Détrompez-vous : dans ce spectacle, n’est pas sale ce que l’on croit, ni propre ce qui en a tout l’air… La scène, plongée dans l’obscurité, s’éclaire doucement d’une lueur d’aube qui dessine par petites touches une silhouette ramassée sur elle-même, assise sur un minuscule tabouret. Cette silhouette s’adresse bientôt aux spectateurs, en tournant lentement son visage vers eux, et d’un geste rapide et inattendu fixe d’un coup d’élastique un groin tout rose sur son nez, qu’elle pointe vers la salle. Il est question de cochon. Celui tout noir et fou qui, en l’année 1131 à Paris, a provoqué la mort, en effrayant sa monture, du fils adoré du roi Louis » le Gros « . Justice s’ensuit, qui frappe la gent porcine tout entière : le souverain interdit instamment que les bêtes ignobles continuent d’errer dans la ville pour se goinfrer des tas d’ordures qui souillent ses venelles. Et voici le porc déchu, par royale injonction, de son statut historique d’éboueur zélé jusqu’alors d’apparence bénéfique, à celui de dégoutant mangeur d’excréments, porteur de peste, impur, et partant exclu des repas des Juifs. Une mise au ban annonciatrice pour l’animal d’une tenace affligeante réputation… Las ! La conséquence en fut que pourriture et pestilence accablèrent désormais les rues et ses habitants : » réduire la saleté pourrait-il conduire à éradiquer la propreté ? « , s’interroge le narrateur…Dès lors, l’on est priés de réviser ses perceptions ! Car le récit virevoltant, mené avec subtilité, brio et humour par l’auteur et interprète David Wahl dans son » Sale Discours ou Géographie des déchets pour distinguer au mieux ce qui est propre de ce qui ne l’est pas « *, les fera chavirer.
Cette épique » causerie environnementale » entend nous dessiller les yeux, en chevauchant le clivage saleté/propreté par delà les siècles, du Moyen Age au futur proche transhumaniste, en passant par l’an 2000, très proprement inauguré par la décision d’enfouir nos poubelles nucléaires à Bure ! L’habile comédien secoue les rouages grippés de nos évidences par des syllogismes malicieux et pirouettes dissertatives, en convoquant tout à la fois Démocrite, Aristote, Homère, Alfred De Musset, Lavoisier et Johannes Faber, l’inventeur du microscope.

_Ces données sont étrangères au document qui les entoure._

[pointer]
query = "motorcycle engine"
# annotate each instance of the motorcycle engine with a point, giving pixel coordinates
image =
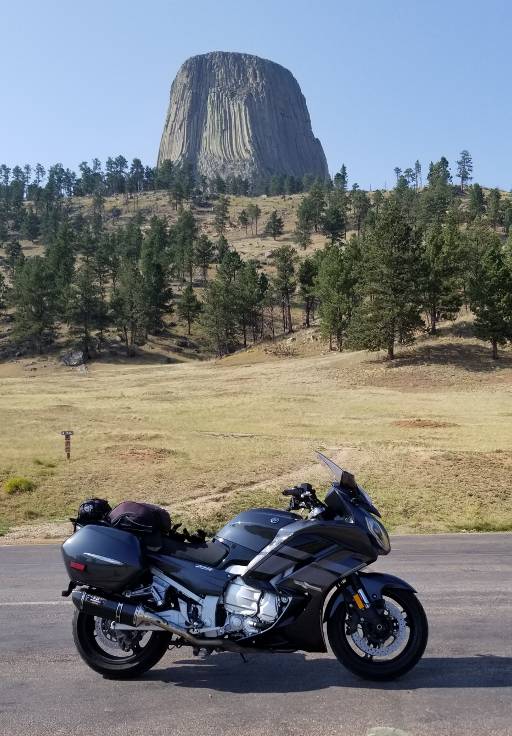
(248, 609)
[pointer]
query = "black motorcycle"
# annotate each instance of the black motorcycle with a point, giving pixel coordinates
(269, 580)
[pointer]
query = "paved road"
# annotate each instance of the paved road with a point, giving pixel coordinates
(462, 686)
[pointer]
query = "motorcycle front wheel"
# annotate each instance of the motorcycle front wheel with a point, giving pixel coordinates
(386, 654)
(117, 655)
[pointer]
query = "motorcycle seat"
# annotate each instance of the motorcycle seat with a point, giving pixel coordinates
(207, 553)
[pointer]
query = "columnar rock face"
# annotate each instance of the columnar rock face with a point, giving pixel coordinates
(238, 115)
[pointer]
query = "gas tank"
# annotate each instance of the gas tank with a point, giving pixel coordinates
(255, 528)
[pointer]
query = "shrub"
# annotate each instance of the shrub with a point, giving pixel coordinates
(19, 484)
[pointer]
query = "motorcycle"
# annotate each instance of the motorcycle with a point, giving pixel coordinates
(269, 580)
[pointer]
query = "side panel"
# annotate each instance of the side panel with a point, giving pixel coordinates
(255, 528)
(313, 555)
(199, 578)
(103, 557)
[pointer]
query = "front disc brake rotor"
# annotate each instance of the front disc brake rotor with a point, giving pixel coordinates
(398, 634)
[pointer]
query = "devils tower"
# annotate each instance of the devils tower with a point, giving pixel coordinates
(235, 114)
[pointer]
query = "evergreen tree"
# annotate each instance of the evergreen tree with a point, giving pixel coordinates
(333, 221)
(441, 282)
(248, 294)
(274, 225)
(464, 168)
(154, 270)
(184, 236)
(390, 309)
(60, 257)
(84, 311)
(221, 215)
(476, 206)
(14, 257)
(284, 281)
(3, 292)
(188, 306)
(336, 290)
(493, 206)
(307, 274)
(34, 301)
(341, 179)
(253, 213)
(129, 306)
(219, 316)
(243, 220)
(491, 294)
(204, 255)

Et encore Wilhelm Röntgen, découvreur des rayons X, Pierre et Marie Curie, adeptes de spiritisme et épris de radium, ou Aubrey de Grey, gourou contemporain de la vie éternelle. Pour démontrer quoi ? Que la confusion règne depuis belle lurette, car » ce que l’on croit propre un jour ne l’est pas toujours « .
C’est ainsi que l’on a un temps, au Japon, énormément prisé la merde pour fertiliser les cultures, au point de récompenser les consciencieux qui allaient déposer leur grosse commission aux bords des champs. Que l’eau n’a pas de toute époque joui de la bonne réputation qu’on lui prête – celle de nous nettoyer – puisqu’on la soupçonnait d’inoculer dans le corps mille saloperies. Que soudain – horreur suprême !- l’homme s’est découvert abritant lui-même d’invisibles et néfastes microbes, le pauvre à plus forte raison qui de bacilles en trimbale une cohorte. Miséreux et sale ne firent plus qu’un. L’homme » serait-il une véritable ordure » ? Le comédien dévide avec une drôlerie raffinée une pelote dans laquelle la critique sociale n’est jamais bien loin, ni la mise en garde sur les avancées de la science, qui a souvent cheminé aux côtés de la croyance. Lorsque il déverse sur la scène, un par un, des seaux d’un liquide noirâtre et gluant, s’y vautre et rampe tout en semant le doute dans nos esprits, l’on comprend que l’être humain occulte les immondices qui l’entourent, fabriquées pourtant de ses propres mains. Alors à la fin de cette pièce inspirée et jouissive, qui égratigne aussi notre désir perpétuel de vaincre la mort, l’on se retrouve un sourire aux lèvres, tourneboulés par ce déconcertant jeu de piste du sale et du propre. Avec envie d’y voir plus net.